Non è facile riuscire ad allocare le risorse in modo dinamico con rapidità, sicurezza e affidabilità, ma si rivela essenziale in un ambiente in rapida evoluzione come quello descritto. Per implementare la sicurezza idonea all’IoT, è necessario un cambio di mentalità.
Siamo lontani dai giorni in cui investire in sicurezza significava semplicemente sostenere un costo iniziale elevato ed evidente. Ad esempio, gli attacchi DDoS – che puntano a rendere una macchina o una risorsa di rete non disponibile agli utenti a cui è indirizzata – richiedevano in passato soluzioni di mitigazione costose mentre oggi la protezione è disponibile As-a-Service.
Mantenere la sicurezza nell’era del IoT, quindi, non richiede una revisione completa della propria infrastruttura IT ma rende necessario prestare la massima attenzione ad alcune specifiche. Primo ,proteggere i dati a livello dell’applicazione: quando si crittografano le informazioni a livello di applicazione è possibile proteggere i dati sensibili e controllare l’accesso in modo più capillare rispetto a qualsiasi altra forma di crittografia.

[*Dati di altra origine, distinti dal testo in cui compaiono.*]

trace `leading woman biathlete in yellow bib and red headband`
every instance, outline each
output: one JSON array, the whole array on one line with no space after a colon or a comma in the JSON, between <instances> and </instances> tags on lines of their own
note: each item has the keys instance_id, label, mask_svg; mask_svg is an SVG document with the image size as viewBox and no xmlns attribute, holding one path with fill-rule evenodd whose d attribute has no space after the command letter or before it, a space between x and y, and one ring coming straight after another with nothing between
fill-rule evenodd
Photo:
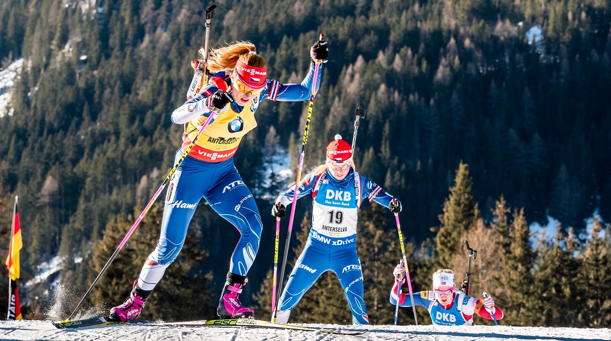
<instances>
[{"instance_id":1,"label":"leading woman biathlete in yellow bib and red headband","mask_svg":"<svg viewBox=\"0 0 611 341\"><path fill-rule=\"evenodd\" d=\"M312 62L324 62L327 43L318 41L310 49ZM200 56L207 51L200 50ZM185 141L176 161L197 136L211 112L222 109L216 120L200 134L189 155L170 180L161 237L155 251L148 255L140 276L125 303L111 309L114 320L131 320L140 314L148 296L161 280L167 266L176 259L185 243L189 221L206 199L216 213L227 219L241 234L233 251L227 282L221 293L217 314L221 318L251 317L238 296L246 284L246 274L257 255L262 222L255 199L233 166L233 155L243 136L257 127L255 111L265 99L303 101L310 97L312 82L320 86L320 73L313 79L314 67L301 84L280 84L267 79L265 59L249 42L236 42L211 51L208 70L216 72L207 86L172 113L172 122L188 123Z\"/></svg>"}]
</instances>

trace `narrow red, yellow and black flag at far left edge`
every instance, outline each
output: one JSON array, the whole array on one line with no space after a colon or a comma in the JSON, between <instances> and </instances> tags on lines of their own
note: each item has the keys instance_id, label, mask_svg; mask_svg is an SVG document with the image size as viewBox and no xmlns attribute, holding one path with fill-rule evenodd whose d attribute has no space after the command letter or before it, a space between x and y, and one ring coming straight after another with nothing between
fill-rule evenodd
<instances>
[{"instance_id":1,"label":"narrow red, yellow and black flag at far left edge","mask_svg":"<svg viewBox=\"0 0 611 341\"><path fill-rule=\"evenodd\" d=\"M15 210L13 215L12 237L9 244L9 256L6 258L6 266L9 268L10 290L9 311L7 320L21 320L21 306L19 304L19 292L17 282L19 278L19 251L21 250L21 226L19 224L19 213L17 211L17 197L15 197Z\"/></svg>"}]
</instances>

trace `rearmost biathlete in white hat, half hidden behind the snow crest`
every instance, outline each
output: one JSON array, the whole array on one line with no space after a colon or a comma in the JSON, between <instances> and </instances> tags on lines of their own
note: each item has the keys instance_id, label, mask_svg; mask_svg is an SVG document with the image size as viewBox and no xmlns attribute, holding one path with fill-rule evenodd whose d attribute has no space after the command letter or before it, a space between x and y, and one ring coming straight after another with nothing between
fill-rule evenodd
<instances>
[{"instance_id":1,"label":"rearmost biathlete in white hat, half hidden behind the snow crest","mask_svg":"<svg viewBox=\"0 0 611 341\"><path fill-rule=\"evenodd\" d=\"M401 287L405 283L404 266L401 264L397 265L393 275L395 276L395 285L393 285L390 291L390 303L396 306L399 280L401 281ZM437 270L433 273L433 290L417 292L413 293L413 295L414 304L425 307L428 310L431 320L433 320L433 325L470 326L473 324L474 314L488 320L493 319L492 315L494 315L497 321L503 318L503 312L499 307L494 306L492 296L477 299L457 290L454 284L454 273L449 269ZM401 293L399 306L412 306L409 293Z\"/></svg>"}]
</instances>

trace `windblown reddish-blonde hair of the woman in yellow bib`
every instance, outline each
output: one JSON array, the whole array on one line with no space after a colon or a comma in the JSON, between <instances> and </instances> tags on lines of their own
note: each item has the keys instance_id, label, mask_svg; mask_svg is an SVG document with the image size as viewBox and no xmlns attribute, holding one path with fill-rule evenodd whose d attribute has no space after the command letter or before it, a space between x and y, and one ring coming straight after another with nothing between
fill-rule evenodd
<instances>
[{"instance_id":1,"label":"windblown reddish-blonde hair of the woman in yellow bib","mask_svg":"<svg viewBox=\"0 0 611 341\"><path fill-rule=\"evenodd\" d=\"M233 71L238 60L252 67L266 67L265 59L256 52L257 48L251 42L234 42L227 46L216 48L208 54L208 70L211 73ZM203 59L206 56L206 50L200 48L198 54L200 59Z\"/></svg>"}]
</instances>

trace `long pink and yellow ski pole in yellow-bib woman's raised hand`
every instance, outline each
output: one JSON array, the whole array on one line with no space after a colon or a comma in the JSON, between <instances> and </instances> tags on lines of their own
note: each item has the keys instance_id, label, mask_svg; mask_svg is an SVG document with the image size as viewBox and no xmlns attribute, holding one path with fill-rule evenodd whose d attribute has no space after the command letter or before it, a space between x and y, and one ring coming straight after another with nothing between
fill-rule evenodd
<instances>
[{"instance_id":1,"label":"long pink and yellow ski pole in yellow-bib woman's raised hand","mask_svg":"<svg viewBox=\"0 0 611 341\"><path fill-rule=\"evenodd\" d=\"M324 34L320 34L320 40L324 40ZM295 207L297 206L297 193L299 192L299 180L301 180L301 171L304 166L304 157L305 157L305 145L307 144L307 135L310 131L310 120L312 119L312 106L314 105L314 97L316 96L316 80L318 79L318 70L320 70L320 63L316 63L314 66L314 77L312 78L312 90L310 90L310 104L307 110L307 119L305 119L305 129L304 129L304 139L301 144L301 155L299 155L299 165L297 167L297 180L295 182L295 193L293 193L293 205L291 207L291 216L288 219L288 231L287 231L287 243L284 245L284 259L282 260L282 270L280 271L280 285L279 288L282 289L282 282L284 279L284 270L287 265L287 256L288 256L288 244L291 241L291 231L293 230L293 218L295 218ZM282 290L278 290L278 296L276 301L280 303L280 294ZM276 312L272 312L272 320L276 318Z\"/></svg>"}]
</instances>

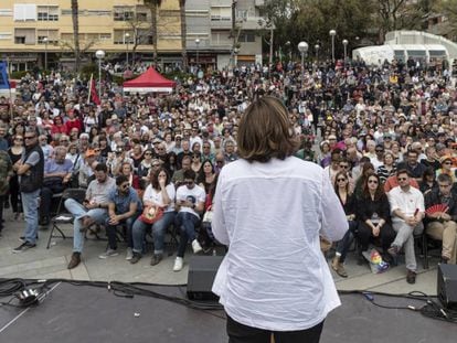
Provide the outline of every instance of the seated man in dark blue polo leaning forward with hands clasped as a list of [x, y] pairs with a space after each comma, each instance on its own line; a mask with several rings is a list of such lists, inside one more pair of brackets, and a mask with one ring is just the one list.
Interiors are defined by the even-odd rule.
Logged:
[[116, 178], [116, 187], [108, 194], [108, 218], [106, 219], [106, 235], [108, 236], [108, 248], [98, 257], [102, 259], [117, 256], [116, 227], [123, 225], [127, 233], [127, 256], [132, 258], [134, 238], [131, 227], [141, 214], [142, 203], [137, 191], [130, 185], [129, 178], [120, 174]]

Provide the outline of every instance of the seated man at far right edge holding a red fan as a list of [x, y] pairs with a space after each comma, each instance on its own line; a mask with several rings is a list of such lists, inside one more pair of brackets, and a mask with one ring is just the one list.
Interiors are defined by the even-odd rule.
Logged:
[[442, 264], [456, 264], [457, 254], [457, 194], [451, 192], [453, 179], [448, 174], [439, 174], [439, 189], [425, 195], [425, 208], [434, 205], [446, 205], [447, 210], [426, 214], [425, 232], [434, 239], [443, 240]]

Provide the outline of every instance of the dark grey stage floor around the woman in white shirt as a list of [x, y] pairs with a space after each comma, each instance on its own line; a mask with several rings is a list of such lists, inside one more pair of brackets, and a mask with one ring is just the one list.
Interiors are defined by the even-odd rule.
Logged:
[[[184, 287], [148, 286], [184, 298]], [[387, 310], [363, 296], [341, 296], [342, 306], [326, 321], [321, 342], [456, 342], [457, 324], [418, 312]], [[4, 301], [4, 299], [2, 299]], [[422, 304], [375, 297], [389, 306]], [[227, 342], [223, 311], [194, 310], [167, 300], [116, 297], [107, 289], [57, 283], [36, 307], [0, 307], [0, 342]]]

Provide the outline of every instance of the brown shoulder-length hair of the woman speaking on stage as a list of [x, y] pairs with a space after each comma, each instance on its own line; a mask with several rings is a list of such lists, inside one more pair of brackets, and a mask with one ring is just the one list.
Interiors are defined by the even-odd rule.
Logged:
[[268, 162], [293, 156], [299, 146], [287, 108], [270, 96], [252, 103], [240, 121], [238, 156], [248, 162]]

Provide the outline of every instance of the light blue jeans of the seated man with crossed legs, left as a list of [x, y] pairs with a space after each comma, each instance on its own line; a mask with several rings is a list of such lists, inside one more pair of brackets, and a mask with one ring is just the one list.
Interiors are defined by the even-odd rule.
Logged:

Secondo: pianificare quale sarà l’afflusso dei dispositivi e che impatto avranno sulla capacità e sulla larghezza di banda. Terzo: se il personale utilizzerà dispositivi wearable per motivi di lavoro, sarà necessario elaborare delle linee guida sulle applicazioni e il grado di utilizzo ammissibile. Infine, è sempre fondamentale per l’azienda mantenere il controllo su chi ha accesso alla propria rete e ai dati. Capire chi accede, da dove e con quale dispositivo permetterà di mantenere questo livello di controllo.
In conclusione, la tecnologia e i processi sono in grado di supportare le aziende nell’affrontare il cambiamento del flusso di dati che sarà causato dalla tecnologia wearable, ma è necessario ricordare sempre il valore e i rischi connessi al fattore umano e mantenere i dipendenti aggiornati sui nuovi processi e sui regolamenti aziendali, in modo da facilitare un accesso ai dati di business nel rispetto delle politiche aziendali, a prescindere dai cambiamenti in atto nella tecnologia scelta dall’utente finale.
Garantire la sicurezza dell’IoT è possibile e una pianificazione attenta può fare molto in questo lungo percorso. Non pensate solo ai costi ma cercate di definire le priorità quanto prima. Non lasciatevi confondere dal cambiamento e non lasciate perdere, perché l’IoT è proprio davanti a voi.